I have been growing madder for some years now without having enough to use for dye. It had to be transplanted when we moved house. Then, I heard so much about how invasive it can be, I planted it in a half wine barrel and it really hasn’t enjoyed this spot. I think people who find it invasive must have more rainfall or better watering practices, or perhaps all of the above and better soil. Then, it is amazing how many critters want to eat it despite the leaves being the texture of rough sandpaper! I decided to divide and transplant finally.
Here is the crop. Not too bad, but really, not a huge mass of roots.
My beloved put three new garden beds in that will get dependable summer watering and generously agreed to one of them being a dye bed. When I had divided one of the rhubarb plants, re planted the resulting crowns and set out the new madder bed, I had a few roots left. I consulted my various manuals and washed the roots.

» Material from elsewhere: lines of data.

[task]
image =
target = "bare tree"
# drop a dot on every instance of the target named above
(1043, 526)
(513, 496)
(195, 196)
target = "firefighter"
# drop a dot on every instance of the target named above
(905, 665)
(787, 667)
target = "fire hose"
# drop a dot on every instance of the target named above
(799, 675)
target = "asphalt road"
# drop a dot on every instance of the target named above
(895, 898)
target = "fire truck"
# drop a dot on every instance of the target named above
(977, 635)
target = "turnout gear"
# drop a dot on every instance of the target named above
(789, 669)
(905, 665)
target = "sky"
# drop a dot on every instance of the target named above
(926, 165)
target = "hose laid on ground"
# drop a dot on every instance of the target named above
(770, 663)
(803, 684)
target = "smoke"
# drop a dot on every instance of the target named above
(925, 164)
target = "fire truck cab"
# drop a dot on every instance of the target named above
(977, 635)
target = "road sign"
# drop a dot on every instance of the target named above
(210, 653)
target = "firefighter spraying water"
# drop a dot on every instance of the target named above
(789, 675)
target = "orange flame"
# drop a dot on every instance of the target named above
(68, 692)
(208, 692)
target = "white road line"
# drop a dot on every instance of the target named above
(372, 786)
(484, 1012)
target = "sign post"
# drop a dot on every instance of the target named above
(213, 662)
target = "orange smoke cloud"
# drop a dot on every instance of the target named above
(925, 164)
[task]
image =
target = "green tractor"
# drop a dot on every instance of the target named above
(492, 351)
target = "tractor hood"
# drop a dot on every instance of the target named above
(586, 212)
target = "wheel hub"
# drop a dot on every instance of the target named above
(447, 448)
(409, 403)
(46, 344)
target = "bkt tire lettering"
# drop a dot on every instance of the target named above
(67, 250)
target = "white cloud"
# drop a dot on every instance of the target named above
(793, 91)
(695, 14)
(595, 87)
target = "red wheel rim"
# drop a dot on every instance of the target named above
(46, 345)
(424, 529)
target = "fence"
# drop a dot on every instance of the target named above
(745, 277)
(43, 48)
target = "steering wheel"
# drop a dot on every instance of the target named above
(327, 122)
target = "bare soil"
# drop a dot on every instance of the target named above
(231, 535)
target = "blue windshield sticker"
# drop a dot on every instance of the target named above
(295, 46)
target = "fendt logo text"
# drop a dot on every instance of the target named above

Then, out with the dye blender (my parents scored this for me in their travels through second hand shops)!
It went into the dye bath looking orange, but as I heated it, it became a deeper and deeper shade.
At this stage, I put some silk embroidery thread in, in a zippered mesh pouch that has seen a lot of dye baths since it left the Body Shop and ended up empty in an op shop (and thence came home with me). This turned out not to be enough to keep out all the particles of madder!
My goodness! I think this is the red I have been promised from madder!
One skein dyed quite evenly and one streakily and both will be gorgeous in their own ways.
After this point, I strained the dye bath through two layers of nylon next curtain, added mordanted grey fleece and got the kind of orange that madder often gives in an exhaust (to me, at any rate). And now, I can’t wait to see if I can really get this madder thriving! For other bloggers whose madder growing and dyeing is inspirational I suggest An Impartation of Colour and Jenny Dean and Deb McClintock (so many posts to read from Deb!).